Have a Big Decision to Make? Consult this Shakespeare Passage.

April 24, 2014

Image: Thinkstock / Erin McCarthy

Yesterday, our old friend William Shakespeare would have been 450 years old. In an era when most content is rendered obsolete immediately after it’s published, it’s pretty impressive that he continues to shape the cultural conversation to the extent that he does.

Shakespeare’s wisdom manages to pop up everywhere, as is evidenced by Cher’s brilliant smack-down in Clueless:

The Hamlet quote referenced is actually from my all-time favorite Shakespeare passage. It’s Polonius’s farewell speech to his son, Laertes, who is preparing to set sail for France.

There’s a lot in here: advice on how to approach friendship, how to listen more than you speak, how to manage money, how to fight, how to dress with class, and most importantly, how to be true to your own nature.
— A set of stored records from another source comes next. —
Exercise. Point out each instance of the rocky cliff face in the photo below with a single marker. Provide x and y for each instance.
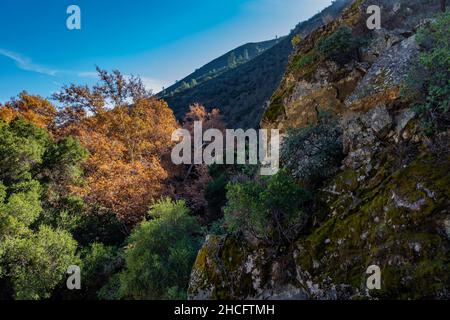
(388, 205)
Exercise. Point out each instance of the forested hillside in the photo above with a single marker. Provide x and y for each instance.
(213, 69)
(242, 92)
(88, 181)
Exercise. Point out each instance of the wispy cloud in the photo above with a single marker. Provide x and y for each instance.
(156, 85)
(87, 74)
(27, 64)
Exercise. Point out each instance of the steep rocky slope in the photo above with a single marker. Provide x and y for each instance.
(241, 93)
(387, 206)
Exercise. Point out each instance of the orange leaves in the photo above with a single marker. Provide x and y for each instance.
(33, 108)
(124, 173)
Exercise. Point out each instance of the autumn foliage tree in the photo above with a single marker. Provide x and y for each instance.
(127, 132)
(33, 108)
(192, 179)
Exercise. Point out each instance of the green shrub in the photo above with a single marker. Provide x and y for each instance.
(161, 253)
(314, 153)
(341, 47)
(428, 84)
(272, 209)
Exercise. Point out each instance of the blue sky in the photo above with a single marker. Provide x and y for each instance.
(161, 41)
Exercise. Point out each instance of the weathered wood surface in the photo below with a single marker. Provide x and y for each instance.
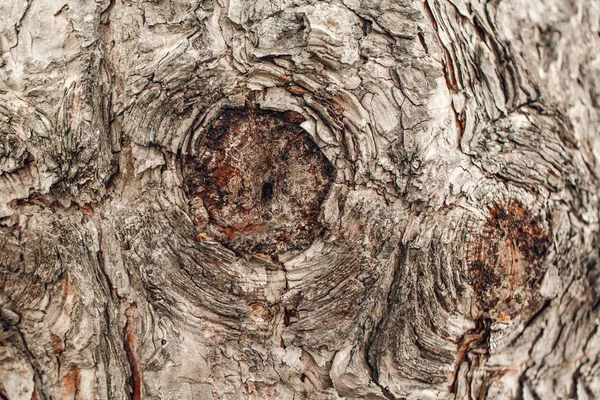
(168, 230)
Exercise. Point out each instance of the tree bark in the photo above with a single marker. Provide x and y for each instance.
(300, 199)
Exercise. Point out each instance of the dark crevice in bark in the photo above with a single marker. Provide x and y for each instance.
(371, 355)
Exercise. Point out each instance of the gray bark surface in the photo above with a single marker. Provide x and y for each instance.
(299, 199)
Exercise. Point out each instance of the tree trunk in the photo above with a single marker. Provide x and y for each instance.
(259, 199)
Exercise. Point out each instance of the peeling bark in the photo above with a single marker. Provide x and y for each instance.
(299, 199)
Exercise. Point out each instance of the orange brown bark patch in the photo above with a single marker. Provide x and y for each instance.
(505, 259)
(259, 180)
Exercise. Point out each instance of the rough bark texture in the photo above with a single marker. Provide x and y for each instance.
(259, 199)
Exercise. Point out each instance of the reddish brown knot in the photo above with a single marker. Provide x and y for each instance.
(505, 259)
(257, 181)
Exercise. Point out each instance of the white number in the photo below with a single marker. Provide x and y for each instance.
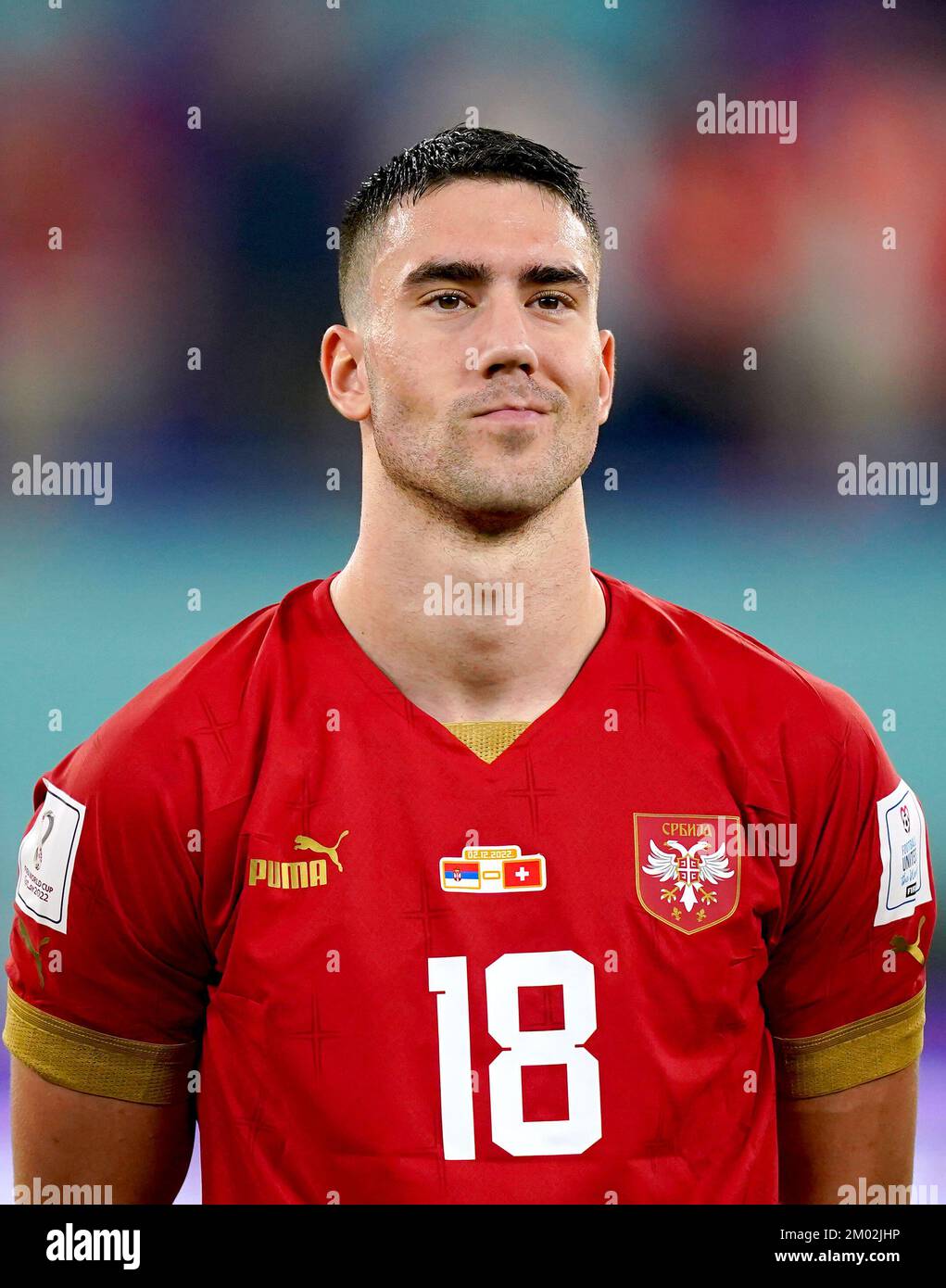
(505, 977)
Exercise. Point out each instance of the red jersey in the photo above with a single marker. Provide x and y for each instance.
(394, 973)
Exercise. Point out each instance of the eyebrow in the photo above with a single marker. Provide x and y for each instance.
(482, 274)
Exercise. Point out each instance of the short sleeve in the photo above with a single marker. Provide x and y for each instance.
(844, 986)
(108, 960)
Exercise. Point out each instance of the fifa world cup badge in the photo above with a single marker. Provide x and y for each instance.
(688, 868)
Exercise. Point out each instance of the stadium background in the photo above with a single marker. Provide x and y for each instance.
(727, 479)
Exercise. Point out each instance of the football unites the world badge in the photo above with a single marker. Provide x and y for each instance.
(688, 868)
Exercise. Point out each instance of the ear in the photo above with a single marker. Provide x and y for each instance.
(343, 370)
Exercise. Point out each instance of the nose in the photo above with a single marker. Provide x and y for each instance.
(505, 340)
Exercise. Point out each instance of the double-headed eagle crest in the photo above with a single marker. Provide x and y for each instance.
(690, 871)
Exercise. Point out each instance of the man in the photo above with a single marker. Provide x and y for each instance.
(470, 875)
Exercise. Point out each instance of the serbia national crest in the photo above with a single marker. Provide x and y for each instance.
(688, 868)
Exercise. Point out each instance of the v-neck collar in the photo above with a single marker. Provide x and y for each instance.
(426, 726)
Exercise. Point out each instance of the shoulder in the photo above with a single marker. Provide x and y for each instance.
(735, 671)
(195, 715)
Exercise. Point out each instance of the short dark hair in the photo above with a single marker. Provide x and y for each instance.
(455, 154)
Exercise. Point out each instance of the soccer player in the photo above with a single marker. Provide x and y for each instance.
(469, 874)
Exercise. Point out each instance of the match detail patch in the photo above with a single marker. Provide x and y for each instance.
(46, 858)
(903, 862)
(493, 869)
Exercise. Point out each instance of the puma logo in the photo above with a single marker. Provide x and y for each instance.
(305, 842)
(900, 945)
(33, 952)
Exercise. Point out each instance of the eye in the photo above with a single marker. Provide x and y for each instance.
(444, 296)
(560, 299)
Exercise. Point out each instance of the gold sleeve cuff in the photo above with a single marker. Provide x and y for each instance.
(853, 1054)
(148, 1073)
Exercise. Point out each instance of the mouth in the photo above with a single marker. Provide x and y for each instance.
(512, 415)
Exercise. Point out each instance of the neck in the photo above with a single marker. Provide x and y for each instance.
(410, 590)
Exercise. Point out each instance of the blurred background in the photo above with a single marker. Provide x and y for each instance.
(219, 238)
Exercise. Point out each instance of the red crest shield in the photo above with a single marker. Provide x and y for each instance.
(688, 868)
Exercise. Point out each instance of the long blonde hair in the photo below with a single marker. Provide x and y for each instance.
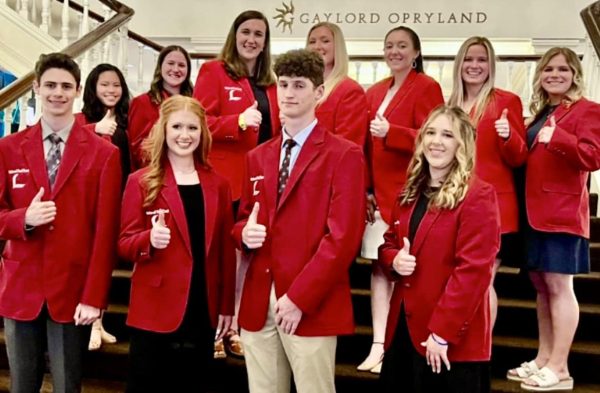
(455, 186)
(485, 95)
(155, 146)
(340, 59)
(539, 98)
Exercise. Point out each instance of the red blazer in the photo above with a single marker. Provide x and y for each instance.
(313, 234)
(69, 260)
(447, 294)
(406, 113)
(345, 111)
(143, 113)
(496, 157)
(224, 99)
(556, 193)
(161, 278)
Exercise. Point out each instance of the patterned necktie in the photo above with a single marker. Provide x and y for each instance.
(53, 157)
(284, 171)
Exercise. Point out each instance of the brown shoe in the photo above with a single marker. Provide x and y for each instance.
(233, 344)
(219, 350)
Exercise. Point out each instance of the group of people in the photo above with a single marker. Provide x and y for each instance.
(245, 197)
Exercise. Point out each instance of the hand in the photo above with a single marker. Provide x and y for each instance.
(379, 126)
(545, 134)
(502, 125)
(254, 234)
(108, 125)
(287, 315)
(436, 353)
(404, 263)
(40, 213)
(252, 115)
(85, 315)
(160, 235)
(371, 208)
(223, 326)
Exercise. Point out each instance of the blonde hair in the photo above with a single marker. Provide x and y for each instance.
(340, 59)
(539, 98)
(485, 95)
(455, 186)
(155, 146)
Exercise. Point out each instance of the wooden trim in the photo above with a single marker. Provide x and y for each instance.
(123, 14)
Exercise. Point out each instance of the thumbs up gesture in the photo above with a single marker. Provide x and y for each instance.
(545, 134)
(252, 116)
(502, 125)
(40, 212)
(160, 235)
(254, 234)
(108, 125)
(404, 263)
(379, 126)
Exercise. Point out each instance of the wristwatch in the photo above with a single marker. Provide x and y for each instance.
(242, 122)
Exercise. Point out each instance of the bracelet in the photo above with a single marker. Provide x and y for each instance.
(438, 342)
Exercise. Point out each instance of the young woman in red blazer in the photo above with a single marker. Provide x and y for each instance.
(343, 108)
(240, 97)
(175, 226)
(171, 76)
(440, 251)
(564, 146)
(498, 117)
(105, 106)
(398, 107)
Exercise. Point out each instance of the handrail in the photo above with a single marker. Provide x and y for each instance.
(123, 14)
(591, 20)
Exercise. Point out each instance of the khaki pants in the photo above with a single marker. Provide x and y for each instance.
(272, 356)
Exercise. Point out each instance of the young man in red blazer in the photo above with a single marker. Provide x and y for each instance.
(59, 209)
(301, 222)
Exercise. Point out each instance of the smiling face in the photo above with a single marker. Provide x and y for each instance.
(182, 134)
(556, 78)
(250, 40)
(320, 40)
(439, 146)
(57, 89)
(399, 51)
(108, 89)
(476, 66)
(174, 70)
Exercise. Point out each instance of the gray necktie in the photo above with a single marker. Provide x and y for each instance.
(53, 157)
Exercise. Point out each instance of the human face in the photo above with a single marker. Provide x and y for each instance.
(108, 89)
(557, 78)
(57, 89)
(399, 51)
(320, 40)
(297, 97)
(439, 146)
(174, 70)
(182, 134)
(250, 41)
(476, 66)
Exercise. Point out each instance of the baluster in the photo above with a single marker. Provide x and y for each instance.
(45, 26)
(64, 41)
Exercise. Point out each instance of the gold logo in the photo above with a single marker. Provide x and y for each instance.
(285, 16)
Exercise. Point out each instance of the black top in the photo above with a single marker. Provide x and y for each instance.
(196, 314)
(260, 95)
(537, 124)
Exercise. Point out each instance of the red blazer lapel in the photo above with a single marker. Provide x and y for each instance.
(33, 150)
(170, 194)
(75, 148)
(211, 204)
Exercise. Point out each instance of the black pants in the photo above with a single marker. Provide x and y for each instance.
(166, 362)
(405, 370)
(26, 344)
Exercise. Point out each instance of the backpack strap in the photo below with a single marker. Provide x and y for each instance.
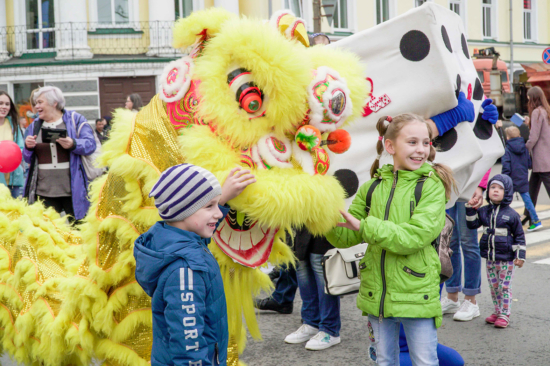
(369, 195)
(418, 192)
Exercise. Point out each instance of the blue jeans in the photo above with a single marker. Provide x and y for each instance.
(529, 206)
(319, 310)
(286, 286)
(465, 241)
(421, 339)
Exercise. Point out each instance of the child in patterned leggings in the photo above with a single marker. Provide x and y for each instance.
(502, 244)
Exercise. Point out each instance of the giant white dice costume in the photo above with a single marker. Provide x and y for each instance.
(418, 62)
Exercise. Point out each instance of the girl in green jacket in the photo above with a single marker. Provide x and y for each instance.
(400, 270)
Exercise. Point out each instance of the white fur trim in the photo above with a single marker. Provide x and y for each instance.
(172, 92)
(271, 155)
(289, 33)
(319, 109)
(275, 18)
(256, 157)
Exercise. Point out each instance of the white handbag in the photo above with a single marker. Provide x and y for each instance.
(341, 270)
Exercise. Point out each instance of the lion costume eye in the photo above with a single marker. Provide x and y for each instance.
(250, 97)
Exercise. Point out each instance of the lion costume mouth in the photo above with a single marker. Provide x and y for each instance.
(247, 243)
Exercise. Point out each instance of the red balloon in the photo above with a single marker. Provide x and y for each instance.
(10, 156)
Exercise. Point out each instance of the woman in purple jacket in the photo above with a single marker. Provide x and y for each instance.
(56, 174)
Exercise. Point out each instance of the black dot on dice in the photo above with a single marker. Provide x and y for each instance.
(446, 142)
(458, 84)
(414, 46)
(478, 90)
(483, 129)
(349, 181)
(446, 38)
(465, 46)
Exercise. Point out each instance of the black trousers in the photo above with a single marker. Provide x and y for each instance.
(60, 204)
(535, 182)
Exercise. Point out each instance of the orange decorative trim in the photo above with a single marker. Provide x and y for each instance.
(131, 134)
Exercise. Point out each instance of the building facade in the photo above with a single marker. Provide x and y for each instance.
(99, 51)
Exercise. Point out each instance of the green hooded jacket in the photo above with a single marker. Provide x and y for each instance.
(400, 270)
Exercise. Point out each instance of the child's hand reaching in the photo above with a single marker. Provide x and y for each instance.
(351, 222)
(237, 180)
(518, 263)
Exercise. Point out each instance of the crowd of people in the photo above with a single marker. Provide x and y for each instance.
(55, 144)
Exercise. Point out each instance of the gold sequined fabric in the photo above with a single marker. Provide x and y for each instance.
(154, 137)
(135, 303)
(108, 249)
(141, 341)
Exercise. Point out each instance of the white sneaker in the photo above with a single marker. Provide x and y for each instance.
(304, 333)
(321, 341)
(449, 306)
(467, 311)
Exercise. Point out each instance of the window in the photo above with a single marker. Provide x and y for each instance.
(382, 11)
(40, 24)
(489, 14)
(295, 6)
(340, 20)
(183, 8)
(528, 20)
(112, 11)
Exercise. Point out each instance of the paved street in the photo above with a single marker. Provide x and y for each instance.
(526, 342)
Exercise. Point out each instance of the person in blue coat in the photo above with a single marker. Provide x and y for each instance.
(175, 267)
(502, 244)
(10, 130)
(518, 157)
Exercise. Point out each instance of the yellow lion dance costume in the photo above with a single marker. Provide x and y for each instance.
(248, 93)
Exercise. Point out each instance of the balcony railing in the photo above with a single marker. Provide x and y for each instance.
(72, 41)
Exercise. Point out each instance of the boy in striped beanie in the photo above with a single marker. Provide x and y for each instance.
(175, 267)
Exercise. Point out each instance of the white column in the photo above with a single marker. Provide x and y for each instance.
(3, 33)
(71, 36)
(229, 5)
(162, 14)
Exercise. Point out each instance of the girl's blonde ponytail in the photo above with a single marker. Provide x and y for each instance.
(382, 127)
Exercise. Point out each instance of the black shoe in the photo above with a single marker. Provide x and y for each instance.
(270, 304)
(273, 275)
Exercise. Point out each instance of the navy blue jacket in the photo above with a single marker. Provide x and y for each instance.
(516, 163)
(183, 278)
(503, 238)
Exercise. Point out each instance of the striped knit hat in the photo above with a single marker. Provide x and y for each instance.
(182, 190)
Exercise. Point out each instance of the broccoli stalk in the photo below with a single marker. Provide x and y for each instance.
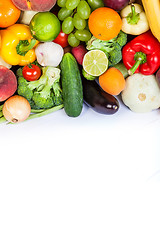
(112, 48)
(43, 93)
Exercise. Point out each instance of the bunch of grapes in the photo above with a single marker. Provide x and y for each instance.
(74, 16)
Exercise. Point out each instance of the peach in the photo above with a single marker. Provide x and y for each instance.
(34, 5)
(8, 83)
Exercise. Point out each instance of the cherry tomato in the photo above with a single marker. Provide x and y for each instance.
(62, 39)
(31, 72)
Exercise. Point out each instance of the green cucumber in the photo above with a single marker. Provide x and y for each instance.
(71, 85)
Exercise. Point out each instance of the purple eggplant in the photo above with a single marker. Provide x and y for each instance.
(98, 100)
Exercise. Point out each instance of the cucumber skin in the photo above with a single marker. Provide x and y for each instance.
(71, 85)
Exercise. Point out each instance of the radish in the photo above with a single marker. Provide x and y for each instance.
(79, 52)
Given how often the phrase “To thine own self be true” is trotted out, it has come to seem trite. But to me, it’s an important message, one that I return to whenever I have a big decision to make.

Every time I revisit it, I’m even more convinced that Polonius guy was really onto something.

Yet here, Laertes! aboard, aboard, for shame!

The wind sits in the shoulder of your sail,
And you are stay’d for. There; my blessing with thee!

And these few precepts in thy memory

See thou character. Give thy thoughts no tongue,

Nor any unproportioned thought his act.

Be thou familiar, but by no means vulgar.

Those friends thou hast, and their adoption tried,

Grapple them to thy soul with hoops of steel;

But do not dull thy palm with entertainment

Of each new-hatch’d, unfledged comrade. Beware

Of entrance to a quarrel, but being in,

Bear’t that the opposed may beware of thee.

Give every man thy ear, but few thy voice;

Take each man’s censure, but reserve thy judgment.

Costly thy habit as thy purse can buy,

But not express’d in fancy; rich, not gaudy;

For the apparel oft proclaims the man,

And they in France of the best rank and station

Are of a most select and generous chief in that.

Neither a borrower nor a lender be;

For loan oft loses both itself and friend,

And borrowing dulls the edge of husbandry.

This above all: to thine own self be true,

And it must follow, as the night the day,

Thou canst not then be false to any man.

Farewell: my blessing season this in thee!